Be a Great Partner by Being a Great Friend to Yourself

Being in a committed relationship is hard, and it can be more than worth it…unless you really like being alone and without someone to share your journey over time.

After years of being a psychologist, a husband (twice) and a life and wellness coach, I have seen the good the bad and the ugly of marriage (or committed relationships).

We all get attracted to people who fill some need, or desire, or ideal…and eventually you need to get beyond that and evolve to the point of sharing, learning, and compromising, without losing your personal identity.

The problem lies in that many of you do not know what your personal identity is or who you truly are at your core. You might have been told how you were supposed to be, or taught what was not you. The process of becoming a mature emotional human is to learn from the ages and stages of personal development while sharing and learning from friends, lovers and mates in the process. No animal on earth has more difficulty with that than humans. We are born with a unique purpose I believe and spend our life figuring out what it might be. But the clues come from relationships. You really cannot go it alone.

Even a hermit needs a crowd to escape from and you are never really alone because we are relationship beings.

As my friend and mentor Margaret Wheatley stated in Turning to One Another, “Relationships are all there is. Everything in the universe only exists because it is in relationship to everything else. Nothing exists in isolation. We have to stop pretending we are individuals that can go it alone.”

So, if you are in a marriage (or committed relationship) what can you learn about the challenges that you face that are upsetting, or destructive, or hurtful? When you feel wronged, what were you expecting? How were you hurt? How did you hurt your lover/partner? What needs were not met and why not? Or Why should they be met? Or what if you are projecting your needs onto your partner and what you perceive they might be doing, is exactly what you are doing? Trust me…this happens a lot.

I believe that relationships over time, and especially long term relationships are one of our best teachers about us. If we have unhealed wounds or unresolved hurts, they will reappear time and again with a person you live with. A person who has filled their reserve and is strong internally, will not feel depleted nor defeated if entanglement or fighting occurs in a relationship. Such a person does not take it personally and communicates from love instead of anger. Easier said than done.

Needs need to be fed just like a garden

Relationships are like gardens. They are not accidental, they are planned and nurtured. And they must be weeded, fed, and cared for. Just as a lawn or garden needs water, if you have an automatic sprinkler in place, you don’t see that it needs water…its need has been filled automatically.

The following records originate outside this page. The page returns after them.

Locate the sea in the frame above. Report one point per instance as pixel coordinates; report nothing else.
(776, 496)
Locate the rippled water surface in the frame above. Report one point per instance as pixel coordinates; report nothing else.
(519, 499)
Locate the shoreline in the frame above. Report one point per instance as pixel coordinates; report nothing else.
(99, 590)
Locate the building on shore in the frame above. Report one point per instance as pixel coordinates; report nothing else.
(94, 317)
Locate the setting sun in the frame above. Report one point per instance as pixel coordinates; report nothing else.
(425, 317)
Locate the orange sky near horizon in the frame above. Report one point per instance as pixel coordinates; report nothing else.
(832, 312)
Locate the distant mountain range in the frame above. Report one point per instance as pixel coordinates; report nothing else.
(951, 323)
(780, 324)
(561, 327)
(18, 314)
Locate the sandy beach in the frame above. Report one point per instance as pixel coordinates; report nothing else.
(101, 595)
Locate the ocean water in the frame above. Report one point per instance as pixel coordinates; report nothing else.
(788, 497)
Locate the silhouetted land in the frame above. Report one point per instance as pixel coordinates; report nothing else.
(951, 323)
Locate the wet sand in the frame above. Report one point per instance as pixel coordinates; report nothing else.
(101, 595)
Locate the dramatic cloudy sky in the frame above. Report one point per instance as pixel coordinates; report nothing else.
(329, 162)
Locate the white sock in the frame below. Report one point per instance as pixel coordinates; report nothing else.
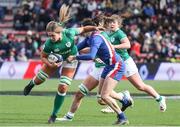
(70, 114)
(158, 97)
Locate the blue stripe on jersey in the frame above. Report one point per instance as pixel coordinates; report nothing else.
(110, 49)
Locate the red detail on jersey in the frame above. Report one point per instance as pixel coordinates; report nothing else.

If you think of your needs like to be loved, appreciated, etc, how can you set an automatic sprinkler system to meet those needs. Who else in your life can feed that need? When you get that system in place you are not as needy in your primary relationship, and while those needs may still be important, you won’t be in a drought situation where you are depleted of nourishment. And if you see your partner as your mutual garden caretaker, what can you do for her/him out of love and caring and nurturing, just like you would for a beautiful garden?